Vascular surgery consultation, advised against any sort of surgical debridement of the necrotic tissue, due to the patient’s age, elevated renal function test, and her overall immune status. Patient’s right leg and foot edema became gradually more evident, with an increasing level of discomfort and pain, despite normal Doppler studies. The patient eventually developed oliguria, with a persistently elevated RFT, and a borderline serum potassium level. As a result, the patient was hospitalized, on the 3rd of March 2016. A biopsy was taken from the necrotic leg ulcer, and it confirmed bacterial colonization. The patient was treated with intravenous Ceftazidime 2 gm three times a day, intravenous Vancomycin 1 gm twice a day, and potassium sparing diuretics. Orthopedic consultation and radiological study of both legs, excluded the presence of osteomyelitis. The patient also underwent a computerized tomography (CT) scan of the head, which revealed no evident structural abnormalities of the brain, which may provide an alternative explanation of her mental status (9).

Patient’s hydration level was assessed and accordingly corrected with intravenous fluid replacement, while simultaneously monitoring the daily urine output (UOP). Concerning the delirium episodes, they were frequent, interfering with sleep particularly at night. Food intake was also minimal, for which a nasogastric tube was suggested, but not considered practical, due to the hyperactive episodes of delirium. Total parenteral nutrition was not considered due to patient’s elevated renal parameters. Gabapentin was discontinued, and haloperidol 1.5 mg tablet once daily at night, was prescribed. Seitz et al. in his systematic review on the use of antipsychotics in the treatment of Delirium, found that the medications most frequently utilized, are the typical antipsychotic haloperidol, various benzodiazepines, and increasingly, atypical antipsychotics (10).
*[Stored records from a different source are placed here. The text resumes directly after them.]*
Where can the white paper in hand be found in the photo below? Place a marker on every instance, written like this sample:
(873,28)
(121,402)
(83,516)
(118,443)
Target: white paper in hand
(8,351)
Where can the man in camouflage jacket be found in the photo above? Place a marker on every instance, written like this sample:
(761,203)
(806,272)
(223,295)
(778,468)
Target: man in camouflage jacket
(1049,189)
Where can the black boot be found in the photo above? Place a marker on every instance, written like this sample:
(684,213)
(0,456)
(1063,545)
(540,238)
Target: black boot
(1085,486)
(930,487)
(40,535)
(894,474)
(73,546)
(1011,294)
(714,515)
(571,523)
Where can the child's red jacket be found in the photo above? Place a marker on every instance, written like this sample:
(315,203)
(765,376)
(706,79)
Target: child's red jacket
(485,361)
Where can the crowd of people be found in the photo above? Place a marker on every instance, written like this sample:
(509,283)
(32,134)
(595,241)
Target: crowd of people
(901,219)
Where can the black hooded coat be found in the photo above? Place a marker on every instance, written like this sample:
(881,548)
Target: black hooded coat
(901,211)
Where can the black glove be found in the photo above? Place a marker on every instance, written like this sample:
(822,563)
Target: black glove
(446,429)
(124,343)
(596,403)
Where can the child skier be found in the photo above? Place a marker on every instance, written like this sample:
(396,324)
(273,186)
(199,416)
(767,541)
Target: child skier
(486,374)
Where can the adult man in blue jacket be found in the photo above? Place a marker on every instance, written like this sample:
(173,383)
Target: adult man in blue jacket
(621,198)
The patient RFT was re-evaluated after four days, and it was fully normal. The leg edema regressed, and the delirium became less frequent and less evident, and the patient was discharged and her GCS at the time of discharge was 15/15. Topical wound care was redefined with topical fusidic acid and an occlusive dressing till complete sloughing occurred. Later, the sloughed and exuding ulcer was dressed with an occlusive hydrocolloid dressing. Physiotherapy of both lower limbs was also instructed. Gradually, patient’s food intake returned to normal, and the frequency of Delirium episodes were significantly reduced.
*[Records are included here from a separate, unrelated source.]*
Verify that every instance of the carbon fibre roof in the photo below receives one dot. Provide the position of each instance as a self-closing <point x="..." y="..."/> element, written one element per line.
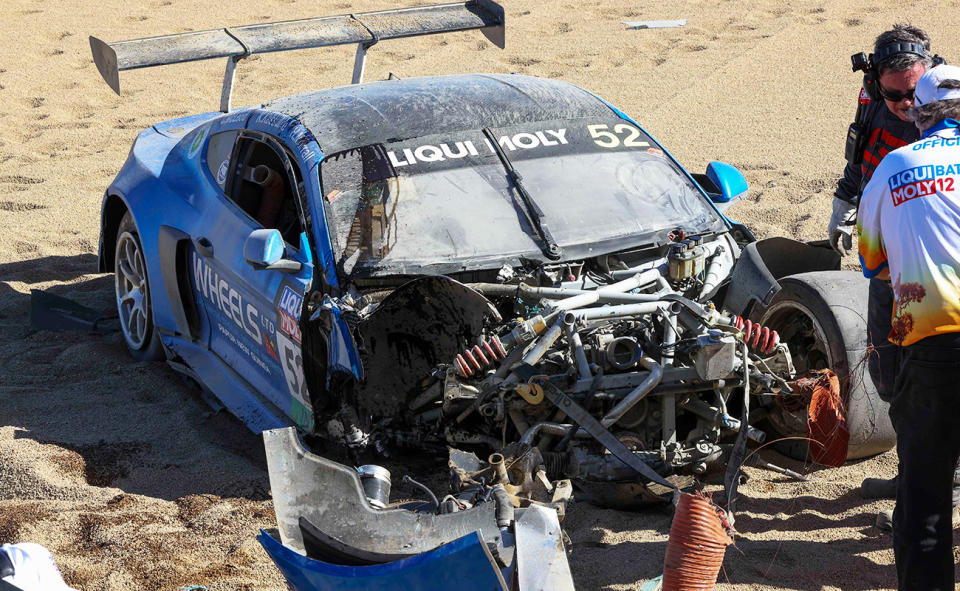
<point x="375" y="112"/>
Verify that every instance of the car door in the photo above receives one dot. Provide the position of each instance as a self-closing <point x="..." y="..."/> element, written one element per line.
<point x="255" y="313"/>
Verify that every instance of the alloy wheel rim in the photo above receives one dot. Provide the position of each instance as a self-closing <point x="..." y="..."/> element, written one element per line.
<point x="133" y="301"/>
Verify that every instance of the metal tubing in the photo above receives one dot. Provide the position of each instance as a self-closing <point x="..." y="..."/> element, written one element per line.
<point x="359" y="63"/>
<point x="228" y="76"/>
<point x="668" y="404"/>
<point x="549" y="429"/>
<point x="576" y="347"/>
<point x="718" y="269"/>
<point x="607" y="312"/>
<point x="550" y="337"/>
<point x="592" y="296"/>
<point x="631" y="399"/>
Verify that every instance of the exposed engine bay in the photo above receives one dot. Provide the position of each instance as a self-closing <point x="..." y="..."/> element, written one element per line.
<point x="616" y="372"/>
Autologous mesh skin grafting for the ulcer site was planned, under regional anesthesia (nerve block) under cover of LMWH. The rationale for this customized surgical approach was based on the fact that this protocol yielded a success rate of up to 75% (11).

3. Discussion

This case represents a provocative medical problem that required an MDT team of a vascular surgeon, a dermatologist, an internal Medicine specialist, paramedical staff and caregivers. The cornerstone challenge to both the physicians and the caregivers was that the patient was an elderly patient, who developed DSD, in parallel with other medical complications including dehydration and subsequent decline in RFT, insomnia, hyperactivity and aggression as a result of the acute confusional state. Surgical complications also arose including venous ulceration as a consequence of chronic venous insufficiency and venous thrombosis. The venous ulceration was not feasible for classical surgical intervention due to patient’s advanced age, impaired renal functions and the overall low level of immunity.

The uncontrolled DSD left the patient in a very distressed state, beyond the capacity of the caregivers and the medical staff. Luckily, the patient responded to an adjusted dose of Haloperidol. Once patient’s DSD was under control, the patient started to be more cooperative with caregivers, and willingly accepted her medications, and cooperated with the medical and paramedical staff. The patient’s condition was finally stabilized and she was discharged from the hospital, to be scheduled later for surgical intervention, using an autologous mesh split-thickness skin grafting, under regional anesthesia.